Salah satu nama yang cukup kuat terlibat di dalam sengkarut RS adalah Hanum Rais. Di dalam kisah pewayangan, ada salah satu kejadian yang mirip, bagaimana Aswatama mati, yang membuat Durna putus asa dan akhirnya bisa terbunuh. Aswatama mati adalah hoax yang dipakai Pandawa karena nama gajah, hestitama yang mati.
Yudhistira menjadi sosok penting karena tidak pernah berbohong, sehingga Durna bisa terkelabuhi dan percaya sepenuhnya. Kata kunci penting adalah Yudistira didengar karena ia tidak pernah berdusta. Ketika ia berbicara sekelas Durna pun percaya dan terpedaya. Konteks di sini adalah siapa pelaku atau agen yang menyuarakan itu penting.
Dalam buku-buku inspirasi, sering ada salah satu kisah dengan berbagai varian, ketika sebuah desa ada ancaman dengan adanya perampok yang biasa datang. Salah satu pemuda ditugaskan untuk mengintai, dan ketika semua penduduk tegang ia berteriak ada perampok datang. Penduduk panik dan ia tertawa terbahak-bahak. Begitu terulang terus, dan ketika ia berteriak perampok datang orang tidak lagi menghiraukannya. Kampung habis dibakar.
Daesh atau ISIS menggunakan pola ini untuk mempersiapkan orang yang mau dieksekusi. Setiap hari dengan dalih latihan eksekusi, para korban tidak lagi ketakutan dan tegang, pas waktu eksekusi, wajah para korban sangat biasa, karena persepsi mereka adalah toh hanya latihan, dan ketika kepala mengelundung pun sangat biasa. Adanya pembiasaan.
Kisah ilustrasi tersebut, ketika dipakai dalam politik praktis, dapat dilihat sebagai berikut:
Tokoh atau agen yang dipakai menyebarkan berita, isu, atau wacana itu seharusnya telah teruji bahwa bisa dipercaya. Jadi orang tidak curiga dulu, bahwa ia dibohongi. Dalam kasus RS ini, maaf seribu maaf, yang berbicara, yang mengadakan konferensi pers, dan berteriak-teriak, memiliki kecenderungan lebih banyak nyinyir dan waton sulaya semata terhadap pemerintah.
Mirip dengan orang yang emnjaga kampung dan berteriak rampok-rampok dan malah tidak ada yang mendengar karena terlalu sering bohong. Pihak warga pun sudah waleh, bosan dengan isi yang itu-itu saja. Kedua belah pihak sama-sama sudah saling tahu. Artinya penggunaan kebohongan dan hoax, sudah basi, tidak lagi mempan.

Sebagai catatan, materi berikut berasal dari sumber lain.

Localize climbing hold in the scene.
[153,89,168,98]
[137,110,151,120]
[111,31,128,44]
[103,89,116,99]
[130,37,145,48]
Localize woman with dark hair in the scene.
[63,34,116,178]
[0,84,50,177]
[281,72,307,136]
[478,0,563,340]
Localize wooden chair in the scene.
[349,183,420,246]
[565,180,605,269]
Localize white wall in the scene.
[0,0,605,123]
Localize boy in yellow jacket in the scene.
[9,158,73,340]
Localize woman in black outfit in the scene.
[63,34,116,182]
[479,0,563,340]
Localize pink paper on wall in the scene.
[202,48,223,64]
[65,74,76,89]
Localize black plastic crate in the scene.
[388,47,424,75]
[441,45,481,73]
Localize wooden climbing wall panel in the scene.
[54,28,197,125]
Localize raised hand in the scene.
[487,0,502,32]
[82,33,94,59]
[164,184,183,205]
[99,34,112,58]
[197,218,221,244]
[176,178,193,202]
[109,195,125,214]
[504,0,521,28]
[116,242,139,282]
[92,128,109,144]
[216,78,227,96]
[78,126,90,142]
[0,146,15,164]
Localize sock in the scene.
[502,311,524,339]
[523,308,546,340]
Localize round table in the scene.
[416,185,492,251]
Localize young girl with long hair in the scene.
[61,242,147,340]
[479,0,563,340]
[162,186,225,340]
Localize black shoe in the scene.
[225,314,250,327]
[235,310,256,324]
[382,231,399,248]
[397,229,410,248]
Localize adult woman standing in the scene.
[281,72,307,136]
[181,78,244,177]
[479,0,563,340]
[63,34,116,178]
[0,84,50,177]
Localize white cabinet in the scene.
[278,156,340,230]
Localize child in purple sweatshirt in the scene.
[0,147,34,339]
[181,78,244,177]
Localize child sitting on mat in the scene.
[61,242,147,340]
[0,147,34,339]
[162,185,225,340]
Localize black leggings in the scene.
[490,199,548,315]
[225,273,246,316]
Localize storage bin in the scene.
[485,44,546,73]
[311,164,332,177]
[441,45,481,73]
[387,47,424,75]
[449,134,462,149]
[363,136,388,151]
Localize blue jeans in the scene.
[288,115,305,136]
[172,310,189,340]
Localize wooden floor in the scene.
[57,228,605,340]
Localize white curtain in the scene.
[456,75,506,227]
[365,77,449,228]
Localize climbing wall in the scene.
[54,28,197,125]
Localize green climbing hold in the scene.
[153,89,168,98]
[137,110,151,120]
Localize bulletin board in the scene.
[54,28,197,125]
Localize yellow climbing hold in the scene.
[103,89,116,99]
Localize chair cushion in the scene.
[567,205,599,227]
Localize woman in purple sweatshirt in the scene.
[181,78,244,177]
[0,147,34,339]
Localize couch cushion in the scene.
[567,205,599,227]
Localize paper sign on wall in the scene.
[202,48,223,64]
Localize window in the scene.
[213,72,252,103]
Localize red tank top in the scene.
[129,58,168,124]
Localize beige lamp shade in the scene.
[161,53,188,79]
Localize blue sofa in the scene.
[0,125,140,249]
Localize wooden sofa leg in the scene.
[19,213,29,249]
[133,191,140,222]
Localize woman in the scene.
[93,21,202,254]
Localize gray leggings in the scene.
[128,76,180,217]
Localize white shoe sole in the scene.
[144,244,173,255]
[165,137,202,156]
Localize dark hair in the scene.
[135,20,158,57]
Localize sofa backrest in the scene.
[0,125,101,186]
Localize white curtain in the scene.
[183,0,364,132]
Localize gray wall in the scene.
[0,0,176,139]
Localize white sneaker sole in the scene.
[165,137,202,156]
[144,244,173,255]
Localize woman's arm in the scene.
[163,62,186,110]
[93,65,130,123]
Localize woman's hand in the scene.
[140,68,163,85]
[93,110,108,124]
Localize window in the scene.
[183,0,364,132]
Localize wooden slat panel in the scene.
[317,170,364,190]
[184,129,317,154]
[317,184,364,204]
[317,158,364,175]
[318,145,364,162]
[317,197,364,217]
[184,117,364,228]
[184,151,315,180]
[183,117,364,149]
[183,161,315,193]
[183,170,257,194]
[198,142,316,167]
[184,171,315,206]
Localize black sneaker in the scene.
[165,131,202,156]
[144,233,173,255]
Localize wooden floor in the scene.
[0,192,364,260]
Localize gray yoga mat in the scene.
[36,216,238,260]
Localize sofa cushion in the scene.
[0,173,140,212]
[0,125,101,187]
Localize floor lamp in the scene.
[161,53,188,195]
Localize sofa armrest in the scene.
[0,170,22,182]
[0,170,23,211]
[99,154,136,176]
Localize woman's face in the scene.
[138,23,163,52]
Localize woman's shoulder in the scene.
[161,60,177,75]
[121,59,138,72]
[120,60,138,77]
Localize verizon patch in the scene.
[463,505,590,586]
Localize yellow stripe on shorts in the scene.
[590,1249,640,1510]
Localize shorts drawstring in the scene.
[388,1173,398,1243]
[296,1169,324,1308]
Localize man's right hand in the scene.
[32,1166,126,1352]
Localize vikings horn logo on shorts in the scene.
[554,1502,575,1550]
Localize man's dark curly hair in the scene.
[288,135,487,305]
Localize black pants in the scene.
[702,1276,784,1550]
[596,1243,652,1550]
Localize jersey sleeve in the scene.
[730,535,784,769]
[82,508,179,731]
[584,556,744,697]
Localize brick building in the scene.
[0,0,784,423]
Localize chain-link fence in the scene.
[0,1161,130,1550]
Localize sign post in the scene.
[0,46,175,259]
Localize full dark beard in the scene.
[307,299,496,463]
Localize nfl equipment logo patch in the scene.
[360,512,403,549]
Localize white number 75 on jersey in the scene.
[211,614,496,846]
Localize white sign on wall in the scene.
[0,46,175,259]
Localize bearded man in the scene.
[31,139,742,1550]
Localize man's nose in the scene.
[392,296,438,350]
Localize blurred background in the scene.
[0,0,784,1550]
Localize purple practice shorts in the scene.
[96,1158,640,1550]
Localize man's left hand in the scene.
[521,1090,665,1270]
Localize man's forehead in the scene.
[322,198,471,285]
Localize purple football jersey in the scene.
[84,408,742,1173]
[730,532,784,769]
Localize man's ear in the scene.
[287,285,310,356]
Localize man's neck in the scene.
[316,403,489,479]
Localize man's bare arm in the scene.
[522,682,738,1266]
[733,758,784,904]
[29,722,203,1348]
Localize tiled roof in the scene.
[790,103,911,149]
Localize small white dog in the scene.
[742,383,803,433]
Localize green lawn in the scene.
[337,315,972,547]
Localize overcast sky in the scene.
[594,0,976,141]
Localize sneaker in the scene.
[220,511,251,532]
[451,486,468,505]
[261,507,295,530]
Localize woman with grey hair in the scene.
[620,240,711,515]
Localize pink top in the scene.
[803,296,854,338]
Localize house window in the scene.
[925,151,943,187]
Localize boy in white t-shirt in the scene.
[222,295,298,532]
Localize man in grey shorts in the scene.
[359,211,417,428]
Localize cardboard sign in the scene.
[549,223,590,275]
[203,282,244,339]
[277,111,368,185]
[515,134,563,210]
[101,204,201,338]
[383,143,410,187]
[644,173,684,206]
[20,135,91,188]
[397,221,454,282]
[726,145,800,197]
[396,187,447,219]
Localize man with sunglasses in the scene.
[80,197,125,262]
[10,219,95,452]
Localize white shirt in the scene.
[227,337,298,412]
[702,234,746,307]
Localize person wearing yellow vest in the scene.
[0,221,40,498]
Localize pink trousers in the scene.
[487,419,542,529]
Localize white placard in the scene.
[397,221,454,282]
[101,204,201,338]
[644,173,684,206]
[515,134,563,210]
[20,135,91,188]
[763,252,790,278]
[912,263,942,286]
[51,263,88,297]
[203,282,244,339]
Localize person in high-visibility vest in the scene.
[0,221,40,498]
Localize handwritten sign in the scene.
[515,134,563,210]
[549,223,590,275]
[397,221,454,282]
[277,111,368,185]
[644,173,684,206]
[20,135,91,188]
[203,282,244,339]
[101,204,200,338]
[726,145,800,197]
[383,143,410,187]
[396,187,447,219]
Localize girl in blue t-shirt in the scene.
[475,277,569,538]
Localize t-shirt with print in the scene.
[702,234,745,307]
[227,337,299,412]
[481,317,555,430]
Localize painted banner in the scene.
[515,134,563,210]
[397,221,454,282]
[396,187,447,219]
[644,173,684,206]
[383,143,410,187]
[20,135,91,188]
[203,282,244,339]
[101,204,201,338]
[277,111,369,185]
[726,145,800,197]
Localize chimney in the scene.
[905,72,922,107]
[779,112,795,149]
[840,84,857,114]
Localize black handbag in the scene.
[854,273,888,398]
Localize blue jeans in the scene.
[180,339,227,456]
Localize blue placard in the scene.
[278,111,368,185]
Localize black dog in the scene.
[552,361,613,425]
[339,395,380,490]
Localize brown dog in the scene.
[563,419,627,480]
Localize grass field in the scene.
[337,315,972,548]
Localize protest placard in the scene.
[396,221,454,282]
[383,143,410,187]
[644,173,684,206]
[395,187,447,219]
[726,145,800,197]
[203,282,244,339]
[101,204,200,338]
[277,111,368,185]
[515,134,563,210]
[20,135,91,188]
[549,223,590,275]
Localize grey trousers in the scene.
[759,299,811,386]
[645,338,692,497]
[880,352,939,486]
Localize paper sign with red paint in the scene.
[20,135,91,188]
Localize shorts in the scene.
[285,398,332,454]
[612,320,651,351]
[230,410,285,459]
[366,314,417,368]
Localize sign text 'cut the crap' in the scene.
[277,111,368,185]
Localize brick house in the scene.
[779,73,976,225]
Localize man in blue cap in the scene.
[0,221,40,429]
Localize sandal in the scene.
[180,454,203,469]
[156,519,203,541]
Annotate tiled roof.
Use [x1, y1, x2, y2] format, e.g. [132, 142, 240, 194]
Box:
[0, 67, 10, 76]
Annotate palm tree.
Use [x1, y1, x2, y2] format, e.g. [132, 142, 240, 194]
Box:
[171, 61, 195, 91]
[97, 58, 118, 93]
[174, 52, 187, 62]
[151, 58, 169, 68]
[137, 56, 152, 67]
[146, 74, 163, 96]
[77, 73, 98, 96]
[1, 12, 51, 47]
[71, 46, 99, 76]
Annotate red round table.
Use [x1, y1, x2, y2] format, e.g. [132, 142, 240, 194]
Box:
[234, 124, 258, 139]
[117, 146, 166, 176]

Penggunaan hoax, isu yang tidak berdasar, separo fakta itu hanya sekali. Ingat kisah Aswatama itu hanya sekali, setelah itu tidak bisa diulang, karena Yudistira sudah tercemar, tidak lagi bisa dipercaya karena sama saja pernah atau bisa berbohong. Apalagi yang setiap ada isu, ada kejadian muaranya satu saja, pemerintah. Orang jadi paham dan hapal, halah paling-paling juga bohong lagi.
Pengulangan hoax memperlihatkan minimnya ide, kreatifitas, dan program kerja yang diusung. Ingat kisah hoax Aswatama ini berkaitan dengan sikap frustasi karena Durna menghabiskan banyak prajurit dan tokoh dari kubu Pandawa. Posisi terdesak, bukan posisi normal.
Mengapa Hanum?
Cukup menarik, pemakaian figuran yang bernama Hanum ini. Nama yang masih cukup baru untuk menjadi salah satu agen di dalam menyebarkan kisah RS. Susah menilik ini lepas dari adanya rekayasa, dengan banyaknya orang dalam waktu yang relatif sama dengan isi yang identik, dan ujung atau muara, pemerintah. Nada yang seolah harmonis, susah kalau tidak ada dirijen yang mengatur itu semua.